2.4 These four CGT concessions are:

the small business 15-year exemption (Subdivision 152-B);
the small business 50 per cent reduction (Subdivision 152-C);
the small business retirement exemption (Subdivision 152-D); and
the small business rollover (Subdivision 152-E).

2.5 Section 152-10 sets out the basic conditions that all taxpayers must satisfy in relation to a CGT event before they can be entitled to these concessions for any resulting capital gain.

2.6 Additional basic conditions apply if the asset is a share in a company or an interest in a trust (the object entity).

Interests in the income or capital of a partnership

2.7 Generally, partners in a partnership are entitled to a share of the income of the partnership. Under Division 5 of Part III of the ITAA 1936, each partner is generally taxed on the partner's share of the net income of the partnership.

2.8 However, a partner can make an assignment of some or all of their interest in the partnership. Such an assignment cannot make the assignee a partner, and usually does not entitle the assignee to influence the exercise of the partner's rights or entitlements. Instead, the effect of such an assignment means that the partner holds the partnership interest on trust for the assignee, and must deal with the interest consistent with the agreed terms. This may require the partner to transfer to the assignee the relevant share of any distributions of income or capital (or both) arising from the asset held on trust (ie. the partnership interest).

2.9 In its decision in Federal Commissioner of Taxation v Everett [1980] HCA 6, the High Court found that such an assignment meant that the income received on trust did not form part of the income of the partner. Instead, the income was received on trust for the assignee and taxed in the hands of the assignee as a result of Division 6 of Part III of the ITAA 1936.

2.10 The use of such assignments and similar arrangements has subsequently become common for partners seeking to reduce their income tax liability. Over time, many arrangements have moved away from the facts in Federal Commissioner of Taxation v Everett [1980] HCA 6.

CGT interactions

2.11 Such arrangements result in a CGT event occurring and would usually result in a substantial capital gain for the partner.
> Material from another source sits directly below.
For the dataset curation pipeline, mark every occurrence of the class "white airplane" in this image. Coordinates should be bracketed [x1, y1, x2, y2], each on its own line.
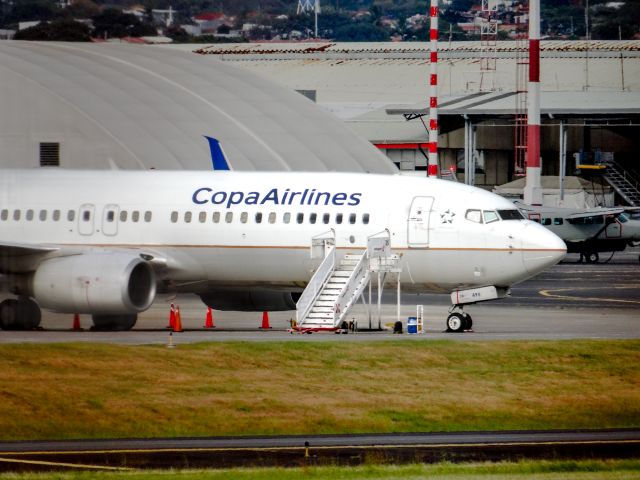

2.12 This is because the entitlement to the future profits of the partnership is likely to be substantial and the costs of setting up the arrangement (which form the cost base) are likely to be minimal. Further, while in many cases the assignment or similar arrangement would be established on a non-arm's length basis (such as with family members) and the partner would receive minimal, if any, consideration, the market value substitution rule (see section 116-30) would apply. This rule broadly treats the capital proceeds of a non-arm's length transaction as being equal to the market value of the right or interest.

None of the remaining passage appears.